Servings: 8 | Prep Time: 10 minutes | Cook Time: 1 hour
Ingredients:
Kugel
- 1 ½ pounds sweet potatoes (2 medium), peeled and coarsely grated or spiralized
- 1 ½ pounds parsnips (2 large), peeled and coarsely grated or spiralized
- 1 large Vidalia onion peeled, halved, and thinly sliced
- 6 eggs beaten
- 2 tsp Sea salt
- ¼ cup olive oil
- ⅓ cup Coconut flour
- ½ tsp Baking powder
Aioli
- 2 egg yolks
- 1 tsp Dijon mustard
- 1 tbsp Lemon juice
- ⅛ tsp cayenne pepper
- 1 small Garlic cloveminced
- ¼ cup olive oil
- ¼ cup coconut oil melted at room temperature
- ½ tsp Sea salt
Instructions:
- Preheat the oven to 350°F, and place a 10-inch cast-iron skillet inside.

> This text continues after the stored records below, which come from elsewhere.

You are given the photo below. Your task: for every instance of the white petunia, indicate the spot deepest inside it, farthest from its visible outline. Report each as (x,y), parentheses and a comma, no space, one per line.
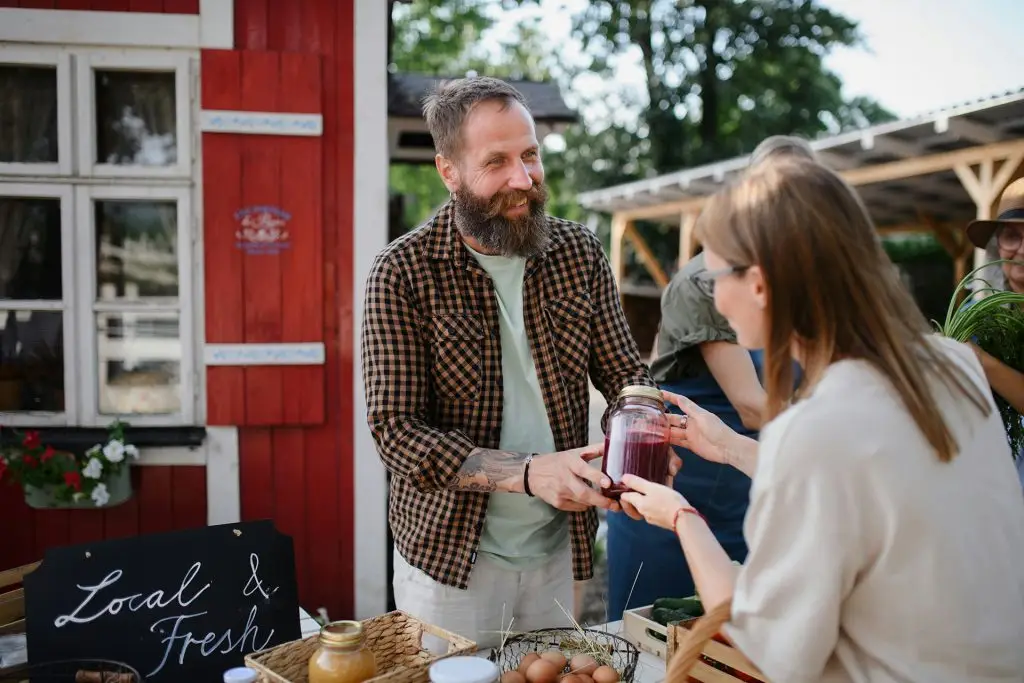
(115,451)
(94,469)
(100,496)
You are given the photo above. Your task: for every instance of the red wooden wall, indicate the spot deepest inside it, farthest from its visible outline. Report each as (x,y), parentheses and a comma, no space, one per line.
(296,435)
(159,6)
(165,499)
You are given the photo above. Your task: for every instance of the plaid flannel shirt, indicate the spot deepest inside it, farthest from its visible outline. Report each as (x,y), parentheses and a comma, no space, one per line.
(432,373)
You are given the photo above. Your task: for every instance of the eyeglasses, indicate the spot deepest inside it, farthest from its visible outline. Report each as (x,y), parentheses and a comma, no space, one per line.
(1010,237)
(705,280)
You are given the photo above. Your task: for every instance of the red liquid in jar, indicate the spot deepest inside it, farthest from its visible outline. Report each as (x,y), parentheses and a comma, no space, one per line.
(643,454)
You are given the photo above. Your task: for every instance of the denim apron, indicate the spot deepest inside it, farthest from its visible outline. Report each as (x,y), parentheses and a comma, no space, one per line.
(721,493)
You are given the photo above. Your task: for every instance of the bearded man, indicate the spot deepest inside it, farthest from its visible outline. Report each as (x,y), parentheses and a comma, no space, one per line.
(480,330)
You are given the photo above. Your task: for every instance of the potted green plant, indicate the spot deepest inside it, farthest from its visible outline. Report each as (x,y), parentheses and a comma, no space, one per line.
(50,478)
(994,322)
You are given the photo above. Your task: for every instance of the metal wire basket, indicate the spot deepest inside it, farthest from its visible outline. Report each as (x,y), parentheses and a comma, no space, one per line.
(72,671)
(606,648)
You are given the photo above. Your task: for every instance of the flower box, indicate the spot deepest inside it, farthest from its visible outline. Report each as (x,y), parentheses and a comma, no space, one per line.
(50,478)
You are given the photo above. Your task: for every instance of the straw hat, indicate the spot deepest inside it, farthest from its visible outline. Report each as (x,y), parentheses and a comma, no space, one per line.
(1011,211)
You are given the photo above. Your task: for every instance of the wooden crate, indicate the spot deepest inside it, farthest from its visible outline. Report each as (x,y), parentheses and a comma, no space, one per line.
(721,663)
(12,599)
(638,628)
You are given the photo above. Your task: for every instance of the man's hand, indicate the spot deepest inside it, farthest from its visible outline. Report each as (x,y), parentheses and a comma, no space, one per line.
(561,478)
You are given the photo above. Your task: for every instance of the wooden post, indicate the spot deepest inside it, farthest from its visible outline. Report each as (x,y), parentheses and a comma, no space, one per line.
(987,185)
(650,262)
(687,242)
(619,225)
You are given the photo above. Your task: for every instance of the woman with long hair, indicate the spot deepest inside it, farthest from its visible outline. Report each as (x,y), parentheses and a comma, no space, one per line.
(886,525)
(697,356)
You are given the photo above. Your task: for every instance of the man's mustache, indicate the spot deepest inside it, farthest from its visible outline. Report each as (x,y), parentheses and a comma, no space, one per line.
(502,202)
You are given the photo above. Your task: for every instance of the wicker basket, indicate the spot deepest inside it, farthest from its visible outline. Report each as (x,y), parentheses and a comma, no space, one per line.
(395,639)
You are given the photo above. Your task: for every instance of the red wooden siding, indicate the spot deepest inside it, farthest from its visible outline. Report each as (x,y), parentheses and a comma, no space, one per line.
(263,298)
(158,6)
(165,499)
(300,476)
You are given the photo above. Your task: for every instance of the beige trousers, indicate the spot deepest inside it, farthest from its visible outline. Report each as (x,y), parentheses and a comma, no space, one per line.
(530,598)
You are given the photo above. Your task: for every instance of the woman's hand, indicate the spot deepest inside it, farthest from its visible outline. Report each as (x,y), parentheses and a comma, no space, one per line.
(698,430)
(653,502)
(675,462)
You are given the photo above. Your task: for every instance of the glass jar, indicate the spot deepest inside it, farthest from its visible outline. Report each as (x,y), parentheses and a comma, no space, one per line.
(637,439)
(342,655)
(464,670)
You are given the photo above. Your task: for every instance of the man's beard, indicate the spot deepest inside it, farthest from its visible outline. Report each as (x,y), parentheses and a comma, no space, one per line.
(484,221)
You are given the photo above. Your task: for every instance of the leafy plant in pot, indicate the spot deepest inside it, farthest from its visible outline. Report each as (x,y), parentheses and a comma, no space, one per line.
(993,319)
(50,478)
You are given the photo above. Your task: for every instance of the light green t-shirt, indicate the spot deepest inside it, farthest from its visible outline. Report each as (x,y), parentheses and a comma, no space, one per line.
(519,532)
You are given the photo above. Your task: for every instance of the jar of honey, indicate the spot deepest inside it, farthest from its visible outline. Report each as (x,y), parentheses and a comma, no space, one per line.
(637,439)
(342,655)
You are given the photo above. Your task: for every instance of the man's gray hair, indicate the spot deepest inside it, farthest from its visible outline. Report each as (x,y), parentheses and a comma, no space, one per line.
(445,109)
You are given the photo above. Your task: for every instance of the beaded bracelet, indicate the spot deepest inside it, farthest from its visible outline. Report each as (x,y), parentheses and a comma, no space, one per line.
(685,510)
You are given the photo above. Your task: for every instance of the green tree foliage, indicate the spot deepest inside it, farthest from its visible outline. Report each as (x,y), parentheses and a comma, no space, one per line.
(719,76)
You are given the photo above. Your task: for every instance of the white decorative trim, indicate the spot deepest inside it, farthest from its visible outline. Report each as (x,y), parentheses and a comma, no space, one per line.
(223,493)
(173,456)
(303,353)
(216,24)
(60,27)
(371,202)
(261,123)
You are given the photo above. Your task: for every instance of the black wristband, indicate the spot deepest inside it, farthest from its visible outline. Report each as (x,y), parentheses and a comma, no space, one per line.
(525,475)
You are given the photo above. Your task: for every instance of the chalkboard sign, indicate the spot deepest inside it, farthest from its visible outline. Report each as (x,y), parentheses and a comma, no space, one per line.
(178,606)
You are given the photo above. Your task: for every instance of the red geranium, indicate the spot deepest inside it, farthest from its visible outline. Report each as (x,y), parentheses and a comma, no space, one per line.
(31,439)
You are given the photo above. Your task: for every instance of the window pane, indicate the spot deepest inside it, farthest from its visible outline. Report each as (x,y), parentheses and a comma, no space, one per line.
(32,360)
(135,118)
(30,248)
(28,115)
(139,364)
(136,249)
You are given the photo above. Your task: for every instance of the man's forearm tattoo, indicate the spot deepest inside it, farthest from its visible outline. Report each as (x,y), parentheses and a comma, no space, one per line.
(486,470)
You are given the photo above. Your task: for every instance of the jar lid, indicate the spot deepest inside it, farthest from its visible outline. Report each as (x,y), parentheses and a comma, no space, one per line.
(642,391)
(241,675)
(341,633)
(464,670)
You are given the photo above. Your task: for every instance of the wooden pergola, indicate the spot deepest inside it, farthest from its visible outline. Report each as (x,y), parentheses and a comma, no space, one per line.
(929,174)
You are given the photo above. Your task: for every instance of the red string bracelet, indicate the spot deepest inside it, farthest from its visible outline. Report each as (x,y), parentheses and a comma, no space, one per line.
(685,510)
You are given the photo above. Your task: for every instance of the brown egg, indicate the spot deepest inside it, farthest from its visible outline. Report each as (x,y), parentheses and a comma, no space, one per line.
(583,664)
(542,671)
(526,660)
(555,657)
(605,674)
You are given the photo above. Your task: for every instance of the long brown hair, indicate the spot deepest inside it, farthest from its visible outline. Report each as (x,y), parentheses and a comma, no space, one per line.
(830,287)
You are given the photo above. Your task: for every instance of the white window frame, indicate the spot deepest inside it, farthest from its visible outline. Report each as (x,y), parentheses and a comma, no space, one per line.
(78,180)
(89,305)
(61,60)
(62,193)
(87,62)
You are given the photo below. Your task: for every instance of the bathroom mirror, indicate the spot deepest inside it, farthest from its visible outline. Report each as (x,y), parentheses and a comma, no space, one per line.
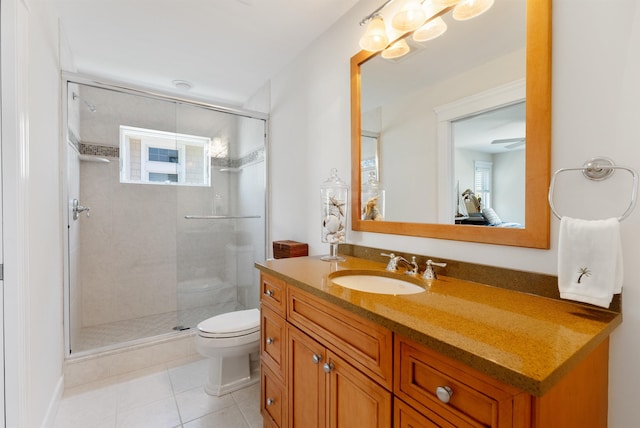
(434,151)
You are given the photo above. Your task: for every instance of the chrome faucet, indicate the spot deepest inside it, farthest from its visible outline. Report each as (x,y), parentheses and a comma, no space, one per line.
(429,273)
(412,266)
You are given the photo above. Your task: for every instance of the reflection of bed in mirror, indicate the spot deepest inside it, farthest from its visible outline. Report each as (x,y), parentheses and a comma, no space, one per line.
(470,210)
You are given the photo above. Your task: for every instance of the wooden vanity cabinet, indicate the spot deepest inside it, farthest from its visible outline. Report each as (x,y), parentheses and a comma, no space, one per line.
(336,368)
(374,378)
(273,384)
(447,393)
(327,391)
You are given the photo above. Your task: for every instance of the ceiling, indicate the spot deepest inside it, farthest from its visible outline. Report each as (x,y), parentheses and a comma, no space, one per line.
(227,49)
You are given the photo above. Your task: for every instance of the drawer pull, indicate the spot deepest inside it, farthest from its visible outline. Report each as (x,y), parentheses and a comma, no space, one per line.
(444,393)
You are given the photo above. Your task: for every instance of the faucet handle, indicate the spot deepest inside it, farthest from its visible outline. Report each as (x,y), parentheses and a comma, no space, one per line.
(393,262)
(429,273)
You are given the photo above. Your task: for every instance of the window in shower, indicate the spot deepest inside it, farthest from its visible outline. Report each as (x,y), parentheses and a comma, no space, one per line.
(158,157)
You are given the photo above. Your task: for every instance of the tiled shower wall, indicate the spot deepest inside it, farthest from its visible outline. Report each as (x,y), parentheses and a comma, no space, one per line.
(137,249)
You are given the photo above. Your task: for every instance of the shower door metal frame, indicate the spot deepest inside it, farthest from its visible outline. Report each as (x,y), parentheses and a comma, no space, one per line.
(85,79)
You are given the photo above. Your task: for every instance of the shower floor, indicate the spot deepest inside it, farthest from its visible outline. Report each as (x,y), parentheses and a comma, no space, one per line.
(123,333)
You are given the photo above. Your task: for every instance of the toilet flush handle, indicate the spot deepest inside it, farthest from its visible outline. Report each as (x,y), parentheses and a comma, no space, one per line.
(77,209)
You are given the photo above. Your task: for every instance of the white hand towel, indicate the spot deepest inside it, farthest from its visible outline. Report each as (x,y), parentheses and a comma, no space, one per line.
(589,260)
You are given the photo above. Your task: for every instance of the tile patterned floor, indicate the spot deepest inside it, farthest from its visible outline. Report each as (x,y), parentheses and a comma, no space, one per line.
(168,398)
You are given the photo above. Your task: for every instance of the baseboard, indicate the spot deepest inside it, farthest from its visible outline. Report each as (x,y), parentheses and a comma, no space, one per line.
(52,410)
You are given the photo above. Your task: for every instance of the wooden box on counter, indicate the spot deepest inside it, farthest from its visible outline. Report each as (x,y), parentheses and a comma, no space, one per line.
(285,249)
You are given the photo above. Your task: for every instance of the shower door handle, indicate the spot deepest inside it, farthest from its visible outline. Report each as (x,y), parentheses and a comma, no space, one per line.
(77,209)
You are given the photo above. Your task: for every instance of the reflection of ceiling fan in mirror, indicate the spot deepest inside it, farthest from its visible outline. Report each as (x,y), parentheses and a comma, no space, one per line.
(512,143)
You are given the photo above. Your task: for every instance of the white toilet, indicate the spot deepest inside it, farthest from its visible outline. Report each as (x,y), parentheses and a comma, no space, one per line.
(231,342)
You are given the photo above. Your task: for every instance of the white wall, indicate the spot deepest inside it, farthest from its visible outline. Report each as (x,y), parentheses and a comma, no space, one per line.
(595,112)
(34,269)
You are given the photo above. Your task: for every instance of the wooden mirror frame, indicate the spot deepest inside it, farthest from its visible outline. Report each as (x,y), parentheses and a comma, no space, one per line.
(538,151)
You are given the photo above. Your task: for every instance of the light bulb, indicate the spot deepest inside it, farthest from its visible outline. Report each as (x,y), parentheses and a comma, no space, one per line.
(468,9)
(396,50)
(375,38)
(432,29)
(410,16)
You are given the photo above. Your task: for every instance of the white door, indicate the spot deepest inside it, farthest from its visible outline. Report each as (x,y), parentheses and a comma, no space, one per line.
(14,41)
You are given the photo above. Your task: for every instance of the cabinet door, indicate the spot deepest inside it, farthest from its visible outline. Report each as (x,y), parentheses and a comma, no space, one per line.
(273,342)
(273,405)
(354,399)
(306,380)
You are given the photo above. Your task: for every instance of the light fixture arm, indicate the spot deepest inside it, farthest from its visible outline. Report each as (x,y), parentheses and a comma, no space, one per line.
(369,17)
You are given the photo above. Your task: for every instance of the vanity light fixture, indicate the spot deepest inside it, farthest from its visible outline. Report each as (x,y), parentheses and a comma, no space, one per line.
(468,9)
(396,50)
(421,16)
(444,3)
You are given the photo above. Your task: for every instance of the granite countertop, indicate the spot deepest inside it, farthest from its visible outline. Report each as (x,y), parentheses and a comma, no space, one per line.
(523,340)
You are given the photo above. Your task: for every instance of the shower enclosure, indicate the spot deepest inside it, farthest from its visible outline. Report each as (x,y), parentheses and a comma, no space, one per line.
(166,214)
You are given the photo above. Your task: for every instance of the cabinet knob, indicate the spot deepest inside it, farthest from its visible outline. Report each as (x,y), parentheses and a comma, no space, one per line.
(444,393)
(327,367)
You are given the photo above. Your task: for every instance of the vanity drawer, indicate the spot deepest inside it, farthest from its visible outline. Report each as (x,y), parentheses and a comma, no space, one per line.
(405,416)
(475,399)
(273,292)
(364,344)
(272,341)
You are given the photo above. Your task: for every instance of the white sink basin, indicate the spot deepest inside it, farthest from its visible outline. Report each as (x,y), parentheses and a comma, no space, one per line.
(377,284)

- In a large mixing bowl, stir together the potatoes, parsnips, onion, eggs, salt, and olive oil until well-combined. Sprinkle in the coconut flour and baking powder and fold until just incorporated.
- Remove the pan from the oven, and brush it with olive oil. Add the potato mixture, smoothing it out so that it is as even as possible. Bake for 1 hour, or until the kugel is golden brown and crunchy on top and the center is tender.
- While the kugel is baking, make the aioli: In a small mixing bowl or food processor, whisk or pulse the egg yolks, mustard, lemon juice, cayenne, and garlic until smooth. Working slowly, add 1 teaspoon of the olive oil and whisk or pulse until incorporated. Repeat with 3 additional teaspoons. Once the oil is taking, slowly drizzle in the remaining olive oil, followed by the coconut oil, whisking or pulsing throughout. Once the mixture is thick, season with the salt.
- Cut into wedges and serve with the aioli.